For example, an Australian state’s 1990 regulation requiring bicycle riders to wear safety helmets did, indeed, reduce brain injuries from bike accidents. But it also had a net negative impact on the health of children in the state because more kids became less active, ditching bike riding altogether instead of wearing something they considered unfashionable.
Business owners soon will be facing the unintended consequences of a new law that goes into effect in September requiring salary transparency in help-wanted, transfer and promotion ads from employers with four or more employees.
A Look at the Law
The new law requires employers to link a good-faith compensation range with every job posting for which there is a job description for work to be performed in New York State. It also requires compensation ranges for postings for promotion and transfer opportunities.
Failure to abide by this law will result in investigation and prosecution by the state commissioner of labor, with civil penalties not to exceed $1,000 for the first violation, $2,000 for the second and $3,000 for the third and every subsequent violation.
On the surface, the aim of salary transparency is noble and right. The main goal is to reduce salary inequality between men and women, especially Black and Hispanic women. According to U.S. Department of Labor numbers, women made 83 cents for every dollar made by men in 2020. Black women made only 64 cents and Hispanic women earned 57 cents for every dollar made by men in that same year.
New York Gov. Kathy Hochul hailed the new law as a “historic measure” that “will be a critical tool in our efforts to end pervasive pay gaps for women and people of color.” This is likely true.
What business owners need to be prepared for are some new issues created by this well-intentioned law.
So much of what determines a person’s salary is unseen by the majority of employees. The biggest factor in many situations is actual performance. Thus, the perception of non-race or -gender based differences in salary between employees likely is going to be very different from the reality known by the employer.

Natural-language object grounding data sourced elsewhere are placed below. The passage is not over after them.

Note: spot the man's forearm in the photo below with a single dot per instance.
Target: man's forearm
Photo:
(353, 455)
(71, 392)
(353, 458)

Put more bluntly, we’re not very good at assessing our own performance compared to others who might be better at doing their jobs than we are. Further, when we’re made aware of differences in pay between us and a colleague, that blind spot gets bigger. Thus, employers should be ready for a period of increased turnover and lower morale. Here’s proof:
A California Example
Shortly after the University of California made its employees’ salaries public, a team of scholars conducted an interesting study. They sent letters to a random set of faculty in the UC system, informing them of a newspaper website that could be used to find out the salaries of their peers.
A few days later, the researchers called all campus employees to ask about their use of the website, their job satisfaction and their job search intentions.
Those who visited the site and discovered they were paid lower than the median were much less satisfied with their jobs and more likely to express the intent to leave than those who were paid below the median but didn’t receive the prompt to check out their colleague’s pay.
There’s no reason to think similar awareness in New York will lead to different results than what the California study found.